NSX Troubleshooting Scenario 2 – Solution

Welcome to the second installment of a new series of NSX troubleshooting scenarios. This is the second half of scenario two, where I’ll perform some troubleshooting and resolve the problem.

Please see the first half for more detail on the problem symptoms and some scoping.

Getting Started

As mentioned in the first half, the problem is limited to a host called esx-a1. As soon as a guest moves to that host, it has no network connectivity. If we move a guest off of the host, its connectivity is restored.

We have one VM called win-a1 on host esx-a1 for testing purposes at the moment. As expected, the VM can’t be reached.

To begin, let’s have a look at the host from the CLI to figure out what’s going on. We know that the UI is reporting that it’s not prepared and that it doesn’t have any VTEPs created. In reality, we know a VTEP exists but let’s confirm.

To begin, we’ll check to see if any of the VIBs are installed on this host. With NSX 6.3.x, we expect to see two VIBs listed – esx-vsip and esx-vxlan.

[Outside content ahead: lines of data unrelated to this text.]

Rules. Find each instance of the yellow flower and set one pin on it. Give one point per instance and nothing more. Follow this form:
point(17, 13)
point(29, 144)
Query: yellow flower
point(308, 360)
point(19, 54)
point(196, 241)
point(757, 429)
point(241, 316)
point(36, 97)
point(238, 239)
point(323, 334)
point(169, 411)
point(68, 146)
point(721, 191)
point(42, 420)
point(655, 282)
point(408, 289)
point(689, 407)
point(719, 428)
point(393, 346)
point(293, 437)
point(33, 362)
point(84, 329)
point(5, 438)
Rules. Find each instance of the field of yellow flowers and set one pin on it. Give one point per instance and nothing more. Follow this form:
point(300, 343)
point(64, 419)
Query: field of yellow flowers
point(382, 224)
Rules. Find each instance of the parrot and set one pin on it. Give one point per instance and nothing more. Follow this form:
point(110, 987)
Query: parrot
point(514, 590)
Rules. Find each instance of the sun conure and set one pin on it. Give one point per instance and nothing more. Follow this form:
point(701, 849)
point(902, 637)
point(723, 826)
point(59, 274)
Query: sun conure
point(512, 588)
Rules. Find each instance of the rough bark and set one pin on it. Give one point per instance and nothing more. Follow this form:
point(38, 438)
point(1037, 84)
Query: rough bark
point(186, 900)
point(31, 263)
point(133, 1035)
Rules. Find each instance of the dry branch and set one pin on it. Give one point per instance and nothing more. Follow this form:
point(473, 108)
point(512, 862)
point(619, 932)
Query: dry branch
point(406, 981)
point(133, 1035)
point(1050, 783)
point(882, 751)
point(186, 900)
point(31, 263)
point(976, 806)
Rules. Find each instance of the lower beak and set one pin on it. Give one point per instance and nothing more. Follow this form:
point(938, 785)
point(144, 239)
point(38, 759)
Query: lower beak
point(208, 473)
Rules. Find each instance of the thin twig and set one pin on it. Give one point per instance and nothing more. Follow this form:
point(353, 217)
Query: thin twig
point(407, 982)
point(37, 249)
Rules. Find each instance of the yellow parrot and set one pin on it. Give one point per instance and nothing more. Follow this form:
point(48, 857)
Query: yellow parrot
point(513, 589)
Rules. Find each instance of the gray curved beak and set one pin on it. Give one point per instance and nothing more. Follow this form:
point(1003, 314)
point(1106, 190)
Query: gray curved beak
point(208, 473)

Sure enough, they are not listed as installed. The UI is correct:

[root@esx-a1:~] esxcli software vib list |grep -E 'vsip|vxlan'
[root@esx-a1:~]

For comparison purposes, here is the expected output on host esx-a2:

[root@esx-a2:~] esxcli software vib list |grep -E 'vsip|vxlan'
esx-vsip 6.5.0-0.0.5534171 VMware VMwareCertified 2017-11-10
esx-vxlan 6.5.0-0.0.5534171 VMware VMwareCertified 2017-11-10

Either the VIB install failed, or they were not installed at all. We’ll come back to this but without these VIBs on the host, VXLAN networking will not function, nor will the DFW. We can see that the DFW fast path filters don’t exist on the host – vsip and the dvfilter-switch-security:

[root@esx-a1:~] summarize-dvfilter |head
Fastpaths:
agent: dvfilter-faulter, refCount: 1, rev: 0x1010000, apiRev: 0x1010000, module: dvfilter
agent: ESXi-Firewall, refCount: 5, rev: 0x1010000, apiRev: 0x1010000, module: esxfw
agent: dvfilter-generic-vmware, refCount: 2, rev: 0x1010000, apiRev: 0x1010000, module: dvfilter-generic-fastpath
agent: dvfg-igmp, refCount: 1, rev: 0x1010000, apiRev: 0x1010000, module: dvfg-igmp

Slowpaths:

Filters:
world 0 <no world>

The net-vdl2 and net-vdr tools we’d use for troubleshooting VXLAN and distributed routing are also not on the host:

[root@esx-a1:~] net-vdl2 -l
-sh: net-vdl2: not found
[root@esx-a1:~] net-vdr -I -l
-sh: net-vdr: not found

What is odd, however, is that we have a VTEP vmkernel port associated with the VXLAN networking stack on host esx-a1:

[root@esx-a1:~] esxcfg-vmknic -l |grep -i vxlan
vmk3 175 IPv4 172.16.76.22 255.255.255.0 172.16.76.255 00:50:56:6e:0c:77 1500 65535 true STATIC vxlan

Normally, whenever a host is added to an NSX prepared cluster, the NSX VIBs are installed, then API calls are used to create the VTEPs. We will need to look into this further because if the VIBs weren’t installed, the VTEP should not have been created either. Another possibility is that it was never deleted when the host was removed from the cluster, or it may have been added manually.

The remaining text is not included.